Improving Embedded Systems with Logic and Flexibility Hardware Peripherals
June 08, 2023
Blog
Overview: On-chip logic and flexibility peripherals improve applications by reducing code size, lowering power consumption, and improving system performance by implementing discrete logic and/or connecting other peripherals together.
On-chip hardware peripherals are well known for their ability to reduce power consumption, enhance performance, increase device capabilities, and reduce code size. These peripherals come in a variety of flavors, from Operational Amplifiers and Enhanced Analog to Digital Converters (ADC) to Pulse Width Modulators (PWM) and Universal Timers (UTMR).
One of the most powerful types of these peripherals are the ones that can implement discrete logic or can connect other peripherals together. This article will explore the Configurable Logic Cell (CLC), Configurable Custom Logic (CCL), Event System (EVSYS), and Signal Routing (SR) Port peripherals and how they can be used to add value to your design.
CLC / CCL
The Configurable Logic Cell (CLC) and Configurable Custom Logic (CCL) peripherals are programmable Look-Up Tables (LUT), with each being effectively equivalent to a single cell of an FPGA. The logic function configured inside of each peripheral instance is defined at runtime. The CLC/CCL can operate independently of the CPU, which allows it to replace discrete logic chips in the design. As for the difference between a CLC and a CCL, there are minor implementation differences. The CLC is PIC® microcontroller specific while the CCL is AVR® microcontroller specific. The basic operation of each peripheral remains the same.
Debouncing Buttons and Switches
One of the most common use cases for the CLC/CCL is to implement hardware-level debouncing in conjunction with a timer/oscillator. Application Note 2805 (AN2805) discusses three ways to implement debouncing using CLCs. Of the three, the two CLC versions strike a good balance between hardware resource usage and performance. Source code for the three versions is available on Github.

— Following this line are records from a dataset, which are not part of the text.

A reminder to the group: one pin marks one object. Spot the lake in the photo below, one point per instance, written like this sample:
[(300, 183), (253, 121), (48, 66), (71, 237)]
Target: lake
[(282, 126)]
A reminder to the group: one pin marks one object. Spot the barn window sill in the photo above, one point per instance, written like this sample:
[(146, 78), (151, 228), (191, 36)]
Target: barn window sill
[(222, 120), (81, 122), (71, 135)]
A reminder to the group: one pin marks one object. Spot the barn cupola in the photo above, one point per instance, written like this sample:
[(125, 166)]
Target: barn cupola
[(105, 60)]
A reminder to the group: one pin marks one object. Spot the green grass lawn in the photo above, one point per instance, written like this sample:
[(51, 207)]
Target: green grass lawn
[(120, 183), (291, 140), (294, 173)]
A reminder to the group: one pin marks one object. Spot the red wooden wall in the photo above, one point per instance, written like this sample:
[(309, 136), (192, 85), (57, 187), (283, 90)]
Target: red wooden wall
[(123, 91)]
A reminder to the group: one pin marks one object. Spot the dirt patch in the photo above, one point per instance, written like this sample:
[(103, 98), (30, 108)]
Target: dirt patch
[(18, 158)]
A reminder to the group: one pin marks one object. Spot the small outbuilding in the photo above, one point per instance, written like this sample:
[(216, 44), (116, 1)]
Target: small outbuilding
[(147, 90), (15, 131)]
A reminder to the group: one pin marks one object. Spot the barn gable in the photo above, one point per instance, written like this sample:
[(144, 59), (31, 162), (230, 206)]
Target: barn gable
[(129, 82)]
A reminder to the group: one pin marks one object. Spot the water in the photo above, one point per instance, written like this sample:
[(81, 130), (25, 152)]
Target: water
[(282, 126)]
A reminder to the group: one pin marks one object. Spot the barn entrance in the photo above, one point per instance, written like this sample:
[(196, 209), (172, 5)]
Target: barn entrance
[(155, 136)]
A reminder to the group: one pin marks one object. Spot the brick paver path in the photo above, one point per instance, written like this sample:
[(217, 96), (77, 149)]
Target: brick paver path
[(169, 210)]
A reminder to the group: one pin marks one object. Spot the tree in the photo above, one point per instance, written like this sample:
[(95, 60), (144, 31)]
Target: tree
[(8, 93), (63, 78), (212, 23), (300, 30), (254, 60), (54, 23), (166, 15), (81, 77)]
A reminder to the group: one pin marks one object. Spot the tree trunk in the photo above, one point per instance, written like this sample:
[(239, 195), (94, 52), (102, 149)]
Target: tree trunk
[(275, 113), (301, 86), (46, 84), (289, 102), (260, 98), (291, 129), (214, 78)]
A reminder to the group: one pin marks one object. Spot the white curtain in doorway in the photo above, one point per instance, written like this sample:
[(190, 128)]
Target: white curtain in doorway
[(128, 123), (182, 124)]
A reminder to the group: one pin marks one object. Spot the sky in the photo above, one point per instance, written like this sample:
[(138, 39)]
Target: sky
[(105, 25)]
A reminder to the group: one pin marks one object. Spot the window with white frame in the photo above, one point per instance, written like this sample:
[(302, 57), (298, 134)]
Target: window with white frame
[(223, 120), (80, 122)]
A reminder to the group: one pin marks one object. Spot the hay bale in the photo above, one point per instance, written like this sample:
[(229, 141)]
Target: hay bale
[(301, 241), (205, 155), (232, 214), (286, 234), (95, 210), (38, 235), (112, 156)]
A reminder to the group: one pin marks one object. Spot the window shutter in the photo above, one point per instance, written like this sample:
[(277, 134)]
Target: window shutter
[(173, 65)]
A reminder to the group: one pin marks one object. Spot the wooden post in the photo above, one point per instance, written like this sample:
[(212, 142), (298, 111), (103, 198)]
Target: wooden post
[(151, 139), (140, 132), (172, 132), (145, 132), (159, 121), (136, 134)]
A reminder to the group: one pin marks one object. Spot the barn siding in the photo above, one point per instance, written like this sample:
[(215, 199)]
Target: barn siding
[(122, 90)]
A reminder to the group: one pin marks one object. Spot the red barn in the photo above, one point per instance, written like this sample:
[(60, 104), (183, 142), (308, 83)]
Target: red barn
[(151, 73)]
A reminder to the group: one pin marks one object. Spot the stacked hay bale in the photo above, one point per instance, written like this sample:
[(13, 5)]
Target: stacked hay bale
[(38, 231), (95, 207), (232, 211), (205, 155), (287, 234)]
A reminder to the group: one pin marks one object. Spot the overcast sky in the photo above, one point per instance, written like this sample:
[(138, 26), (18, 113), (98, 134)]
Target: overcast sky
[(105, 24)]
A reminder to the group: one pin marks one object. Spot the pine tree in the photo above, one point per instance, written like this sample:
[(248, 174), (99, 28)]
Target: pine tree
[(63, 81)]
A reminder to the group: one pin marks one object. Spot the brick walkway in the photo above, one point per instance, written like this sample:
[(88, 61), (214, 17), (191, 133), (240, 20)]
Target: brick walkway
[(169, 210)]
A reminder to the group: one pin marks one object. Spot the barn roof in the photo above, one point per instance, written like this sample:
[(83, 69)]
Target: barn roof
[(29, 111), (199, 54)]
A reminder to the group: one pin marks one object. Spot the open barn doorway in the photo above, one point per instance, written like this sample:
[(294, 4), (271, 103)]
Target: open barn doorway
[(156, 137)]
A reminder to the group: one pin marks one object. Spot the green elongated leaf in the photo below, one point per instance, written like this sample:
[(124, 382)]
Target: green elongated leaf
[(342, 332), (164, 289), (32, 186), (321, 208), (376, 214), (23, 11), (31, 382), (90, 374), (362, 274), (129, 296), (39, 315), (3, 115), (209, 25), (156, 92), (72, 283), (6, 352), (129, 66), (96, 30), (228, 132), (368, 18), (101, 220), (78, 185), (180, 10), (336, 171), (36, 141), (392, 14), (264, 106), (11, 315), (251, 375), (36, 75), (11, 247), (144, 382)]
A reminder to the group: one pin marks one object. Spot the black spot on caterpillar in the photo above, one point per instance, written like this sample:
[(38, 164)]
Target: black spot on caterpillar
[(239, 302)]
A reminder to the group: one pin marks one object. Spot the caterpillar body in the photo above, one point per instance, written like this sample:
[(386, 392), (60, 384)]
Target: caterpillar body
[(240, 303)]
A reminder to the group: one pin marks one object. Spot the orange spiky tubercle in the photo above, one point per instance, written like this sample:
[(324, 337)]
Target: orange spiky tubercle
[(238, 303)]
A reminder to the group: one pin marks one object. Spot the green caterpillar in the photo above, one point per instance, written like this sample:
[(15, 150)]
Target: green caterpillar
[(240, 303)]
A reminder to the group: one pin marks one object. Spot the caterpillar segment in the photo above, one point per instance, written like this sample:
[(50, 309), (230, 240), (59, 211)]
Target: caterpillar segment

To implement the debouncer, one of the CLCs is set up as a D flip-flop to latch the value from the button or switch. The second CLC logically ANDs the latched value from the previous stage with the direct input and then latches the resulting value. The clock source for both flip-flops is a low-frequency clock source generated by a timer or oscillator on the device. The implementation is shown below.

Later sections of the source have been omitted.